A running collection of notes from learning Kubernetes — meant for revision. Refer to the official documentation for deeper reading.
Manifests
The term manifest is a generic term — like a shipping manifest — it specifies the details of a resource. Kubernetes reuses that concept throughout.
kubectl top nodes
For this to work, you need to install the metrics server. The easiest way is to download the manifest from GitHub and apply it.
Request Quota
Can be specified per namespace. Kubernetes internally enforces this.
Probes
Probes are added at the container level.
- Liveness Probe — if it fails, kill the container
- Readiness Probe — if it fails, the container is not ready (don’t put it behind a load balancer serving traffic)
Watch Command
watch -n 0.1 kubectl describe ns demo
Runs kubectl describe ns demo every 0.1 seconds. Really useful for observing changes in real time.
Quick Pod Commands
k run demopod --image=nginx
k port-forward demopod 2224:80
# In a new tab
curl localhost:2224
k exec -it demopod -- sh
k cp nginx.conf demopod:etc/nginx/nginx.conf
nginx -s reload
ConfigMaps
ConfigMaps let you persist configuration beyond the lifetime of a container.
k create configmap heroes --from-file=heroes.txt
This creates a ConfigMap and stores the file contents as a string. Multiple data sources inside a ConfigMap are not recommended unless they are env variables.
Mounting a ConfigMap
apiVersion: v1
kind: Pod
metadata:
name: demo-pod
namespace: demo
spec:
containers:
- name: nginx
image: nginx
volumeMounts:
- name: dc-heroes
mountPath: /heroes
volumes:
- name: dc-heroes
configMap:
name: dem-heroes
Using subPath
If you want to mount into a directory that already has other files, use subPath so they co-exist:
volumeMounts:
- name: dc-heroes
mountPath: /etc/nginx/heroes.txt
subPath: heroes.txt
Secrets
Similar to ConfigMaps but for sensitive data like passwords. Important caveat — secrets stored in etcd are not encrypted by default.

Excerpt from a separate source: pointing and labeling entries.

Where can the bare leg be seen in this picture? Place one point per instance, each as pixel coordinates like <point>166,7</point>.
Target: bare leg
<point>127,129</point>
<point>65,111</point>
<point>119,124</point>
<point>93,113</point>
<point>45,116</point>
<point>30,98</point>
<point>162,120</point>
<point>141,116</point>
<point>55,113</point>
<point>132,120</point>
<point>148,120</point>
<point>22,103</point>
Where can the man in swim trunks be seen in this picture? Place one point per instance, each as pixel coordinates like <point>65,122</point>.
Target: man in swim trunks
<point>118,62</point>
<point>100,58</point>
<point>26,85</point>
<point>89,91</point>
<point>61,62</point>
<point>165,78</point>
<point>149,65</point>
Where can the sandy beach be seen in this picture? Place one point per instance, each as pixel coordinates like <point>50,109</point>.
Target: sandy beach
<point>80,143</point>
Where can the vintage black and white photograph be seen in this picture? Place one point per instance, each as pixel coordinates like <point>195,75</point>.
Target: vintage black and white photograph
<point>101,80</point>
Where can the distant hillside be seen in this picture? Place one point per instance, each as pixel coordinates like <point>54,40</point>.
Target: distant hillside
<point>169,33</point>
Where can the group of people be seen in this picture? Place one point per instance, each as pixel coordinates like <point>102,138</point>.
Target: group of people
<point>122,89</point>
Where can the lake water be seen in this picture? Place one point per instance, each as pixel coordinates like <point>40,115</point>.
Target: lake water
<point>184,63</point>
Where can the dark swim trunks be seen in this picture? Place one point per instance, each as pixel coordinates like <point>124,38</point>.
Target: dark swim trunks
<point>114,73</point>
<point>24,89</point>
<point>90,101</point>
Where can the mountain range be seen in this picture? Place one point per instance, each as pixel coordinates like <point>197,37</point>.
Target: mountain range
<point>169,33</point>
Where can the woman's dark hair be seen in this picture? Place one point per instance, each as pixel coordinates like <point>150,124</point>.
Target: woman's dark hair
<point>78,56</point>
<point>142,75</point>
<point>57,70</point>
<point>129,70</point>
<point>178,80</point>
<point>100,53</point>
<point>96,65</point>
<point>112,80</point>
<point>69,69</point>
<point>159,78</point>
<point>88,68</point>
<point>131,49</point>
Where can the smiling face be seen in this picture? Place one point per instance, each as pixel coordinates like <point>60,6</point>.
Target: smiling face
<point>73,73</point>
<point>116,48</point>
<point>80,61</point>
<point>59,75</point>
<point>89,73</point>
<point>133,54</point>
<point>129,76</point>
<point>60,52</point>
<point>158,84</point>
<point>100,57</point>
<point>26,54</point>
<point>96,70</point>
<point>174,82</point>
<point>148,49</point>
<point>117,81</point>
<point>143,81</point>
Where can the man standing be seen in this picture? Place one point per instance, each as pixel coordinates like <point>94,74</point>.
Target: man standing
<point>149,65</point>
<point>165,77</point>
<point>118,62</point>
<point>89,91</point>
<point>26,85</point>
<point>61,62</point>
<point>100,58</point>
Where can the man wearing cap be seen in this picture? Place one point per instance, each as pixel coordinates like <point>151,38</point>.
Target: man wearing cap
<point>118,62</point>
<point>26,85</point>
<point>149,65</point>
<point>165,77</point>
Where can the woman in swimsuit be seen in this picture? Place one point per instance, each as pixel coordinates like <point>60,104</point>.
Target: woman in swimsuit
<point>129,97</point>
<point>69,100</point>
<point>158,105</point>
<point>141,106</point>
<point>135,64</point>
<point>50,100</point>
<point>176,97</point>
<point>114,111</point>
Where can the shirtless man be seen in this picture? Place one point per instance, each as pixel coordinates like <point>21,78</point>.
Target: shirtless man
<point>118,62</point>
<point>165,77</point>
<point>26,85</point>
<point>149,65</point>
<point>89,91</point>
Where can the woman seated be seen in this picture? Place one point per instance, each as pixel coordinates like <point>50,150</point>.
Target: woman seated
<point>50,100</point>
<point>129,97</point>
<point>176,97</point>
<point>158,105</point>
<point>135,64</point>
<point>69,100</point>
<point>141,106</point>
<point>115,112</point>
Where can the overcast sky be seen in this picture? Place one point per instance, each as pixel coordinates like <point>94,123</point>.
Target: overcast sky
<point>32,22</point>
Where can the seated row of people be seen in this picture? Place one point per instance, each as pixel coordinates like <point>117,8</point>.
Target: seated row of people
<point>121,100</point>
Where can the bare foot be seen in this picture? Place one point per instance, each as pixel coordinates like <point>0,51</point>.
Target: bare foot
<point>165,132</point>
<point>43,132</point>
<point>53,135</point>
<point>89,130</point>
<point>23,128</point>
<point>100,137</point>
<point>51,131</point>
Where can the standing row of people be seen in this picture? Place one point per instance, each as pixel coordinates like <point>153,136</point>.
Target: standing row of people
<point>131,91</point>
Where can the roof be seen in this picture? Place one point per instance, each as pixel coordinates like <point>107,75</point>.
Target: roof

Anyone with access to the API server can read them.
apiVersion: v1
kind: Secret
metadata:
name: mysql-secret
type: kubernetes.io/basic-auth
stringData:
password: test123
Using a Secret in a Pod
apiVersion: v1
kind: Pod
metadata:
name: mysql-pod
spec:
containers:
- image: mysql:8-debian
name: mysql
env:
- name: MYSQL_ROOT_PASSWORD
valueFrom:
secretKeyRef:
name: mysql-secret
key: password
Logs
Every container inside a pod generates its own logs.
kubectl logs <pod-name> -c <container-name>
k logs counter -c countby3 --since 10s
k logs counter -c countby3 -f # continuous/follow
Note: logs don’t persist after a pod is gone — kubelet cleans them up.
Labels
Labels are key-value pairs used to group resources.
k get pods --show-labels
k label pod demo-pod cools=beans
k label pod demo-pod cools- # remove label
k label pod demo-pod cools=go --overwrite
k get pods --selector=alta3=awesome
k get pods -L app # show app label as a column
Deployments vs ReplicaSets
Deployments provision ReplicaSets underneath. The key difference is rolling deployments — when a change requires new pods:
- A new ReplicaSet is created
- New pods come up in the new ReplicaSet
- Old pods are gracefully taken down
No downtime.
Storage
Three important concepts:
StorageClass — describes how storage is made (cloud provider, SSD/HDD, performance tier).
PersistentVolume (PV) — the actual physical storage unit in the cluster (e.g. EBS volume, NFS share). Exists even if no pod is using it.
PersistentVolumeClaim (PVC) — a request for storage. Once it finds a matching PV, it binds to it. One-to-one mapping between PVC and PV.
Pod
↓ uses
PVC (request)
↓ bound to
PV (actual disk)
↓ created using
StorageClass (rules)
Services
ClusterIP — exposes a stable IP to talk to a set of pods. The IP doesn’t change even as pod IPs rotate. Maps port on the service to targetPort on the container.
kube-proxy
Every node’s kube-proxy knows about all pod IPs across the cluster — they all have identical routing information.
Service Types
- ClusterIP — inter-pod communication within the cluster
- NodePort — talk to pods across nodes; publicly accessible via
node-ip:port. kube-proxy can round-robin to a pod on a different node — completely normal. - LoadBalancer — extension of NodePort; an external technology assigns the IP outside the cluster
Network Policy
Controls ingress and egress traffic between pods.